Я ничем не могу помочь ведомому: не хватит ни времени, ни маневра. По вспышкам пулеметных очередей определяю, что он открыл огонь. Но ведь его пулемету и пушке противостоят двенадцать эрликонов и маузеров! На моторе и плоскостях самолета Варшавского засверкали разрывы фашистских снарядов. Лишь бы не по кабине...
Вдруг истребитель моего ведомого перешел в крутое планирование.
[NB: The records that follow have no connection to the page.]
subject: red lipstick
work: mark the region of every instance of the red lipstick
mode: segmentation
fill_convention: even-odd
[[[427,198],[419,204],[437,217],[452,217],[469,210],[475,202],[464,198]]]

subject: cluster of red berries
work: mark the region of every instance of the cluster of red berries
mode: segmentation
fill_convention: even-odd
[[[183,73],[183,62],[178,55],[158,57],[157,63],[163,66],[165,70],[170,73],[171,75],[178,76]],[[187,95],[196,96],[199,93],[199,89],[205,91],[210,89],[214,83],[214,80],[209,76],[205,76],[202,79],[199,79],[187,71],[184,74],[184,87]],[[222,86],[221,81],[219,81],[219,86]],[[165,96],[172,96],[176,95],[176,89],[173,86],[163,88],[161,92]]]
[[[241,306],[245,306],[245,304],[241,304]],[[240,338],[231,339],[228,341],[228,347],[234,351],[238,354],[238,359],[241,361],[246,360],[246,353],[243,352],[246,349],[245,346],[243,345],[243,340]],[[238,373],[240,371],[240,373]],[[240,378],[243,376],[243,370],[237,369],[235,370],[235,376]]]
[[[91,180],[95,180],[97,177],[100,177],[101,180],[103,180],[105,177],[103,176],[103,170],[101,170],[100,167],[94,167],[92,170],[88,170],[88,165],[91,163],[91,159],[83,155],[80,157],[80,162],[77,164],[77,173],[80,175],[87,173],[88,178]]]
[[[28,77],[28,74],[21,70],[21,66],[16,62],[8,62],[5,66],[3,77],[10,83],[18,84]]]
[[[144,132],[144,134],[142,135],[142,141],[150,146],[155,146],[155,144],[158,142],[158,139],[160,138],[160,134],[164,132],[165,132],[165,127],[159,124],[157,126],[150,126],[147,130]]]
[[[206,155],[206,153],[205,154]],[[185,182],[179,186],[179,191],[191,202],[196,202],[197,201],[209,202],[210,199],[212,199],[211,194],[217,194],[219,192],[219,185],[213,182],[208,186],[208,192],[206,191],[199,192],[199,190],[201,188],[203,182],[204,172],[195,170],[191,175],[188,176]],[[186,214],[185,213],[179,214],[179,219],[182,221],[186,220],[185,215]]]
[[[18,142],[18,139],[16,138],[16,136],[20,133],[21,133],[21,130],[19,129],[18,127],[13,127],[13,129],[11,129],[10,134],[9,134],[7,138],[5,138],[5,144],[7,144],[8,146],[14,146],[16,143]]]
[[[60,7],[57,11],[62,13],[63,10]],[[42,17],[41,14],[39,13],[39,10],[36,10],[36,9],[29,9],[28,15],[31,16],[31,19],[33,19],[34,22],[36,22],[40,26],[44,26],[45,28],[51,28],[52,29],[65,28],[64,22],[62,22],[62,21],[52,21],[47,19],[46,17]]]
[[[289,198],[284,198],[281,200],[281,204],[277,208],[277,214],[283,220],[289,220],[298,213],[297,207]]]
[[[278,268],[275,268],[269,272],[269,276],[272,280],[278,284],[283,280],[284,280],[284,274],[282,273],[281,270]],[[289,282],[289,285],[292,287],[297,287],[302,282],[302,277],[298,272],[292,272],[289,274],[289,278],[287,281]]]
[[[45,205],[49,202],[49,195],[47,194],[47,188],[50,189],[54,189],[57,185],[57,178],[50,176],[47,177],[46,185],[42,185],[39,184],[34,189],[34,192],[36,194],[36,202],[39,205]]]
И почти одновременно с левого борта "мессершмитта" вырвалось красное пламя. Фашист так и не вывел машину из пикирования до самой земли.
Немцы в ярости бросились на планируюший, беззащитный "як". Отбивая атаки врага, я прикрываю Варшавского до посадки. "Мессершмитты" прекратили огонь и ушли за линию фронта. Запомнив место приземления и довольный тем, что летчик жив, я взял курс на свой аэродром.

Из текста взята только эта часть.